Yüzyıllar boyunca dağcıların ve diğer insanların hayalini süsleyen dünyanın en yüksek dağı olan Everest'le ilgili önemli anlar şöyle sıralandı:

"1841: Hindistanlı haritacı Sir George Everest, daha sonra kendi adıyla onurlandırılan "15. Tepe"nin yerini kaydetti. Tepe o zamana kadar, Nepal halkı tarafından Sagarmatha diye adlandırılırken, Tibetliler tarafından da Çomolungma olarak anılıyordu.

1853: Dağ, 8 bin 840 metre olarak belirlenen uzunluğuyla, dünyanın en yüksek dağı ünvanını aldı. Daha sonraki ölçümlerde ise dağın önce 8 bin 848 metre, son olarak da 8 bin 850 metre olduğu açıklandı.

1921: İngilizlerin dağa gerçekleştirdikleri ilk keşif tırmanışında, Yarbay Charles Howard - Bury 7 bin metreye ulaştı.

1922: İngilizler tepeye ikinci tırmanışlarında, ilave oksijen kullanarak 8 bin 320 metreye ulaştı.

1924: 3. İngiliz tırmanışında ise, ilave oksijen kullanarak zirveye ulaşmaya çalışan, George Mallory ve Andrew Irvine isimli dağcılar, zirve yolunda kayboldu. 1999 yılında Mallory'nin bedeni 8 bin 150 metrede bulundu. Mallory'nin tepeye ulaşıp ulaşmadığını gösteren fotoğraf makinesi ise bulunamadı. İkilinin zirveye ulaşan ilk heyet olup olmadığı konusundaki tartışmalar halen devam ediyor.
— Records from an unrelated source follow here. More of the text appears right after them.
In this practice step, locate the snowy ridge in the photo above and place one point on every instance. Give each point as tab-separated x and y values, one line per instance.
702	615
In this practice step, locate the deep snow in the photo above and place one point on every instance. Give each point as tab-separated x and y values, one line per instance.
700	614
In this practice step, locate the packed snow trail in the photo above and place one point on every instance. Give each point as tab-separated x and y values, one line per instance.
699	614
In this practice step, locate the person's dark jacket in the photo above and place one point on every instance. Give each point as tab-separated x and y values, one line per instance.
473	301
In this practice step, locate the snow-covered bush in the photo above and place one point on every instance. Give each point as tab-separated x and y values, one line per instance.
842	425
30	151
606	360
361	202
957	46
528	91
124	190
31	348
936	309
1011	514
29 Mayıs 1953: Zirveye güney koldan tırmanan bir İngiliz heyetinde bulunan Nepal'in Şerpa halkından Tenzing Norgay ve Yeni Zelanda'lı Edmund Hillary, ilave oksijen kullanarak zirveye ulaşan ilk dağcılar oldu. 
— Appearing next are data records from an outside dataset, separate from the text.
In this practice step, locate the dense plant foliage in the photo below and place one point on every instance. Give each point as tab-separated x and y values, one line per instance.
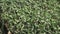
31	16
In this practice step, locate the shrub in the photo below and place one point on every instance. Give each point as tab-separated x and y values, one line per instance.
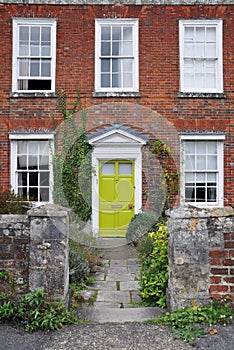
82	260
11	203
35	313
139	225
186	323
154	267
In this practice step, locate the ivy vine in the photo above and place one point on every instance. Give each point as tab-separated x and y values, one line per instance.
72	161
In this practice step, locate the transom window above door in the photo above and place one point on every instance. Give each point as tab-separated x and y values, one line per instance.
201	66
34	50
116	59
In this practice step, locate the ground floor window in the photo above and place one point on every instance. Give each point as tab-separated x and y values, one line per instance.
202	169
31	166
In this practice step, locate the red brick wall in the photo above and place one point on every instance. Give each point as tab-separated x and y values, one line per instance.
159	74
222	270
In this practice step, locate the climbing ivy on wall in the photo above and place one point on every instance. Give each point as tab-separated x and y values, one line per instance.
72	161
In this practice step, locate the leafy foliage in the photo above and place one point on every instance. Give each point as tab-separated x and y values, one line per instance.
72	162
11	203
82	260
139	225
154	267
34	312
186	323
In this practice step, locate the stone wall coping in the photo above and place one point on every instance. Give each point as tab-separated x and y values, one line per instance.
189	211
51	210
120	2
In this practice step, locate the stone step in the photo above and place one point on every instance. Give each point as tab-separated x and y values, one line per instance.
114	315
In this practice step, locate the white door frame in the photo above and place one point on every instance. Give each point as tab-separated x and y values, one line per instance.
115	144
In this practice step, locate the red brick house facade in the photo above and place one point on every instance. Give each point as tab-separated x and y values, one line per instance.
147	71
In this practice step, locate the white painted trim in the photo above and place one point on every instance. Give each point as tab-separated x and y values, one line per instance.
220	163
110	21
14	137
52	22
115	151
218	23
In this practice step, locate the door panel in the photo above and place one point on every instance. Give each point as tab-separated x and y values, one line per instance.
116	197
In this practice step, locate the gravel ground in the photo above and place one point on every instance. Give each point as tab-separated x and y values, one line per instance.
110	336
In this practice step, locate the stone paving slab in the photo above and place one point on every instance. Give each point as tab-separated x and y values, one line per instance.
129	285
113	296
106	315
113	276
1956: Albert Eggler tarafından yönetilen İsveçli bir dağcı topluluğu, Everest'te zirveye ulaşan ikinci ekip oldu.

1960: Çin ve Tibetlilerden oluşan bir grup, Kuzey tarafından zirveye ulaşan ilk grup oldu. 
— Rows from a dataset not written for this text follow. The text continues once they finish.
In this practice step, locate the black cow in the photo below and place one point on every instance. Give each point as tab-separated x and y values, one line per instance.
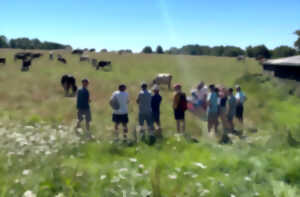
77	51
26	64
103	64
69	82
62	60
36	55
2	60
22	56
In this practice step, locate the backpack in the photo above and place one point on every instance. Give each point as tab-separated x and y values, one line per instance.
114	103
183	102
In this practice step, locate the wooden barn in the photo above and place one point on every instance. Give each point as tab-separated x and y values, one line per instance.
285	68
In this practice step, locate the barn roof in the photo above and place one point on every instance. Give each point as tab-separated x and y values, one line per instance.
288	61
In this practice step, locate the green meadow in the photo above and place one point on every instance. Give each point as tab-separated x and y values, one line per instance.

1963: Norman Dyhrenfurth tarafından yönetilen büyük bir Amerikalı grup, zirveye Batı yakasından ulaşan ilk heyet oldu.

1965: Şerpa halkından Nawang Gombu, Everest'e 2 kere tırmanan ilk dağcı oldu. 

1975: Junko Tabei isimli Japon, zirveye ulaşan ilk kadın dağcı ünvanını kazandı. 

1978: Avusturyalı Peter Habeler ve İtalyalı Reinhold Messner, ilave oksijen kullanmadan zirveye ulaşan ilk dağcılar oldu. 

1979: Yugoslav bir takım, Batı'daki sırttan zirveye ulaşan ilk grup oldu. 

1980: Polonyalı Krzysztof Wielicki, kış mevsiminde zirveye tırmanan ilk kişi oldu. 

1980:Reinhold Messner, ilave oksijen kullanmadan, tek başına zirveye ulaştı. 

1996: Aralarında ünlü dağcı Rob Hall'un da bulunduğu 15 dağcı, aynı sene içince Everest'te öldürüldü. 

1998: Tek bacağı olan Amerikalı Tom Whittaker, Everest'e tırmanan ilk engelli kişi oldu. 

2001: 15 yaş ve 18 günlük olan Nepalli Temba Chheri, 1973'te 18 yaşındayken zirveye ulaşan Sambhu Tamang'ın ünvanınını elinden alarak, zirveye ulaşan en genç kişi oldu. 

2001: Amerikalı Erik Weihenmayer, zirveye ulaşan ilk görme özürlü kişi oldu. 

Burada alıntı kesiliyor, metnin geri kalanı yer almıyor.